Crews complete work to divert Borland Creek back to its original flow bed near Pigeon Road in 150 Mile House on Tuesday, April 28. (Monica Lamb-Yorski photo - Williams Lake Tribune)

Cariboo landscape is changing as freshet evolves: MOTI manager

As of Monday there are 35 road closures

There are now 157 flood-impacted road sites in the Cariboo Transportation District, stretching from Cache Creek to Quesnel, said the region’s ministry of transportation manager.

“As of yesterday we had 35 road closures,” Todd Hubner told the Tribune Tuesday.

Describing the situation as ‘dynamic,’ he noted it ebbs and flows from really good days where MOTI opens six roads and doesn’t have any closures and then the following day they open three and have six close in other areas.

The landscape is changing as freshet evolves, he noted.

“We’ve made what I would consider significant progress, particularly on the low elevation sites.

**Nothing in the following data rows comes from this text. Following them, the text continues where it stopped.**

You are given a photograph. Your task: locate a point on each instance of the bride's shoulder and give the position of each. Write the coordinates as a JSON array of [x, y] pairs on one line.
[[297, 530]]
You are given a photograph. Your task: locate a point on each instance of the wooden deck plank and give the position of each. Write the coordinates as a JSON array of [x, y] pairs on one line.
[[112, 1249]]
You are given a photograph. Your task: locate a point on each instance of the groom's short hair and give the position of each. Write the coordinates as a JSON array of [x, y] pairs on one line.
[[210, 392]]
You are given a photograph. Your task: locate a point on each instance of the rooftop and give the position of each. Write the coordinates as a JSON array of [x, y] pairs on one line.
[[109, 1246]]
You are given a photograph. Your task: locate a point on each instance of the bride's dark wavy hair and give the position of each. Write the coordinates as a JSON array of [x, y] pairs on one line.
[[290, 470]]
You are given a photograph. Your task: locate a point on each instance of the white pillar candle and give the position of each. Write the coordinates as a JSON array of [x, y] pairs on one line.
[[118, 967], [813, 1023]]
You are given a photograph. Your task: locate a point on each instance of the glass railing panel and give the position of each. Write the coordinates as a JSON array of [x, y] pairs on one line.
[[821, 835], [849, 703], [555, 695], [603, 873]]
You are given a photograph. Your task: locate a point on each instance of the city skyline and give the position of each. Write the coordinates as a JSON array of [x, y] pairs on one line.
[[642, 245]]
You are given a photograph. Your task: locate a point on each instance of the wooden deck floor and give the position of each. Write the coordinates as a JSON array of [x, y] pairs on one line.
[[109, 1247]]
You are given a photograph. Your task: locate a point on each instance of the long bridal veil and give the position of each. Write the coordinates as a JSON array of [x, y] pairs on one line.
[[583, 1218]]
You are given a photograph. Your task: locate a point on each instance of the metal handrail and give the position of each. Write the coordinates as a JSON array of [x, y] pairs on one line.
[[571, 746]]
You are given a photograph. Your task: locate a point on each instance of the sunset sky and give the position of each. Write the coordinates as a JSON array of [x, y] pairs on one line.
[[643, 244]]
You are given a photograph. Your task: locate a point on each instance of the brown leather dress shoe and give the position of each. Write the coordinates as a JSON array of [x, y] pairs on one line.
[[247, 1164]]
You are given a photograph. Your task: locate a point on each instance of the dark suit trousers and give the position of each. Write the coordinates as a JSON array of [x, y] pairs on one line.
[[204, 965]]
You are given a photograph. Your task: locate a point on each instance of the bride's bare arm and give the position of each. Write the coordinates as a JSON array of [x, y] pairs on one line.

When you look at the 150 Mile House subdivision we’ve got Huston re-established, Mission Road on the south side is re-established and we have Borland Creek back into its channel by the bridge on Pigeon Road.”

Even there, while they have made progress, Pigeon Road has not re-opened at the Borland Creek bridge yet, as there is still work that needs to be done.

The water levels are going down, compared to last week, and once that happens MOTI can do damage assessments before it re-opens some routes again.

“We are looking to make sure the pavement hasn’t been undercut and making sure our culverts are in good condition as well as our bridge structures.”

Many of the bridges have undergone a lot of stress in many instances at their foundations where water has been high and rushing.

They will be checking adjacent to the bridges and around them as well.

The mobilization has been a ‘real testament’ to Dawson Road Maintenance, Emcon Services Inc. and many local contractors, Hubner said, noting there are 100 pieces of equipment out there on the roads.

Support from MOTI is also going to agencies and municipalities, such as Williams Lake which is dealing with flooding, road washouts, erosion and damage to the sewer sytem.

“We’ve provided them with some rip-rap to aid their efforts there.”

Through Drive BC, the ministry is attempting to provide real-time messaging to the public because the road network is important to everybody, he added.

“Thankfully enough our numbered routes remained open. We have had a few challenges along the way, but we haven’t really had any significant closure of highways. It’s the side road network that has undergone a lot of stress.”

A priority remains to get access back to residents as quickly as possible, he said.